As a young girl you have dreams of marriage , walking down the aisle arm in arm with your father, a fabulous white dress and a beautiful bouquet of flowers. The church was to be filled with adoring wedding guests, and the wedding party filled with friends from the past to the present. You are excited about changing your name or adding a hyphen behind your current last name. You practice saying it and you may even include your new initials as apart of the center pieces in your receptions. You come home to a beautiful new home and the new drop top Jaguar your husband gave you as an anniversary gift, your home is fully decorated and ready to host this years Thanksgiving dinner. You and your husband are inseparable, and you cannot wait til the moment he gets off work because you have waited patiently all day just to see his smiling face. And his face is absolutely handsome and he smells great every evening he comes home from work, even though he works as a salesman in the hot sun all day. He’s always clean shaved, his hair has a natural line, his underwear never gets dirty, he never leaves the toilet seat up , he remembers to fill your car up every week, God forbid you ever have to be in a place where the car is on empty and its too cold to get out and pump your own gas. He remembers that your favorite drink and if so happen dinner is not cooked , he knows exactly what kind of salad that you desire from Jason’s Deli on the way in from work.

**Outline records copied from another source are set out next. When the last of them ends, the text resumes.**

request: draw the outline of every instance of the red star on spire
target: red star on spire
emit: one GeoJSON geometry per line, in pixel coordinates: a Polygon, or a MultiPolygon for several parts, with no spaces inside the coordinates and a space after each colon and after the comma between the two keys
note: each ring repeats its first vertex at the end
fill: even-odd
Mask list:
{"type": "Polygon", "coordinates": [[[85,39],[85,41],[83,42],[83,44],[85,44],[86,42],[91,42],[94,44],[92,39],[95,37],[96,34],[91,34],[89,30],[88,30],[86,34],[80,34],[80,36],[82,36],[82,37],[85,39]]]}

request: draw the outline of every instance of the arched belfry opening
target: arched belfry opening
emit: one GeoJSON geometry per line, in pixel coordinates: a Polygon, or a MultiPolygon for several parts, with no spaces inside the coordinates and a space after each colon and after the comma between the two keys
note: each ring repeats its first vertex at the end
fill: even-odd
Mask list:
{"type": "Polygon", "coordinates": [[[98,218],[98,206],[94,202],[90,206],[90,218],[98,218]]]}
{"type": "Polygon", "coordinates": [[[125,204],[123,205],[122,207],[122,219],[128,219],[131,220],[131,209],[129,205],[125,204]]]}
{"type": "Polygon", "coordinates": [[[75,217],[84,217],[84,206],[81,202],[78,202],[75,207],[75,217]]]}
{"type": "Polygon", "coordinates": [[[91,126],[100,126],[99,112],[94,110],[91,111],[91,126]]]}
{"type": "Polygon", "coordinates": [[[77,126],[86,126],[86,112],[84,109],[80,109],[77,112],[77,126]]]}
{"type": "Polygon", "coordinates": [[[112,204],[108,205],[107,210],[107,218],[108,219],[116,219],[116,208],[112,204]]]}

Yup, that was the life that all “little girls” thought they were going to encounter once marriage was an option. But it never happens like that, instead you marry the same man you dated for a few years but never lived with, on a beach in front of an ocean with no guests and no wedding party and a lady that you hope is a license minister . He’s not perfect but he’s nice. He leaves the toilet seat up, you wonder when did he buy all of this underwear and why did  he wear so many in one week?! You didn’t get a new car for a wedding gift instead you kept your own eventually thought maybe it will be a good idea to pay it off before I buy a new Range Rover. You muck up and get pregnant on your wedding night, the house is not finished after the wedding , you have to wait 3 months to move in , you spend the next few week ends in furniture stores, testing out beds, couches, and deciding on the best dinning tables. You forget to cook because, he suddenly doesn’t like the same kind of food that he said he liked when you married him… and he cannot ever remember if you eat a Ceasar Salad or Garden Salad and forget week end dates, he’s playing video games with the guys from the job on the brand new television you guys over spent together. You decide the queen size bed that you had will be fine til after the house is done and you spend the next 3 months thinking we should have splurged on the bed . And lastly you decide to keep your last name, because marriage is such an emotional roller coaster you need to know you are still the same person.